В октябре 1929 г. с интервалом в два дня состоялось общее собрание партийного коллектива ВУЗ совместно с беспартийным и комсомольским ак­тивом. На повестке значился один вопрос: чистка коллектива ВКП(б) ВУЗ. Отмечалось, что в ходе борьбы за усиление пролетарского влияния в вузе значительно укрепились и «окоммунизировались» командные высоты в дека­натах и в правлении, повысилась рабоче-крестьянская прослойка. В резуль­тате чистки было исключено более 100 человек. Между тем, проблемы в от­ношениях партийцев с беспартийными оставались. Некоторые беспартийные на собрании открыто говорили о комчванстве и даже о наличии стены между партийцами и беспартийными. В одном из общежитий партийцы выселили из своей комнаты беспартийного, заявив, что у партийцев есть секретные дела, не позволяющие им сообщать о них беспартийному.

Бурно обсуждался вопрос об идеологической борьбе.

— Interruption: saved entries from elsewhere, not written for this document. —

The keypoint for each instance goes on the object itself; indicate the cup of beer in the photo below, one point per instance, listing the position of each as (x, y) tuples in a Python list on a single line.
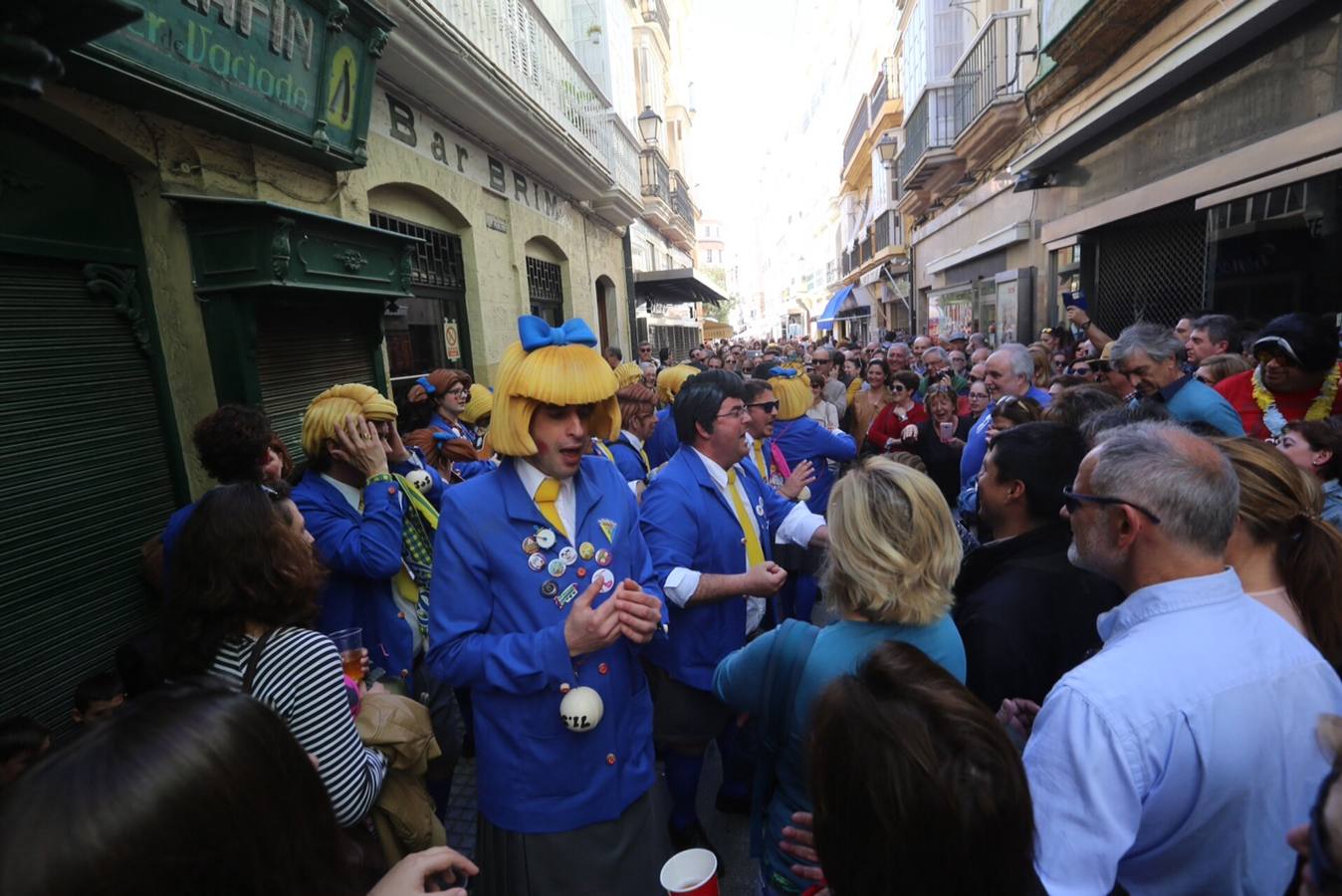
[(350, 645), (693, 872)]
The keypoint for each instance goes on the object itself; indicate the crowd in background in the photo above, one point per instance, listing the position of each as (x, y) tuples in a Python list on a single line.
[(1056, 617)]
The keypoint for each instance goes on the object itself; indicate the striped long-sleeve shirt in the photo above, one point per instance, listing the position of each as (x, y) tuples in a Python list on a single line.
[(300, 678)]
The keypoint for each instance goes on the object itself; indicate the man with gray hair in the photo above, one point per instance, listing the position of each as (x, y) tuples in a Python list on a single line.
[(1148, 355), (1172, 761), (1008, 371)]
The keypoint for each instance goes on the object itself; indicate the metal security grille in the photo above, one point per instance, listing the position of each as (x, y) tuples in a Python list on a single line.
[(1150, 267), (438, 259), (545, 290)]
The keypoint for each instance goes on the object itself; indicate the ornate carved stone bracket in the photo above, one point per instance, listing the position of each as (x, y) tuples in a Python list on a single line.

Собрание при­знало наличие двух уклонов в этом вопросе. Первый заключался в идейной капитуляции партийцев и комсомольцев перед буржуазной профессурой. Вторым уклоном был признан подход, заключавшийся в борьбе с буржуазной профессурой в форме ее изгнания из вуза. Всех научных работников, то есть профессорско-преподавательский состав разделили на две категории. К пер­вой группе отнесли тех, которые искренне хотели «идти с нами, просили по­мочь им перевоспитаться, использовали марксистскую литературу». Другая же группа была осуждена за то, что не стремилась «быть с нами, у них фор­мальный подход к идеологической борьбе, а иногда и явное нежелание»[33].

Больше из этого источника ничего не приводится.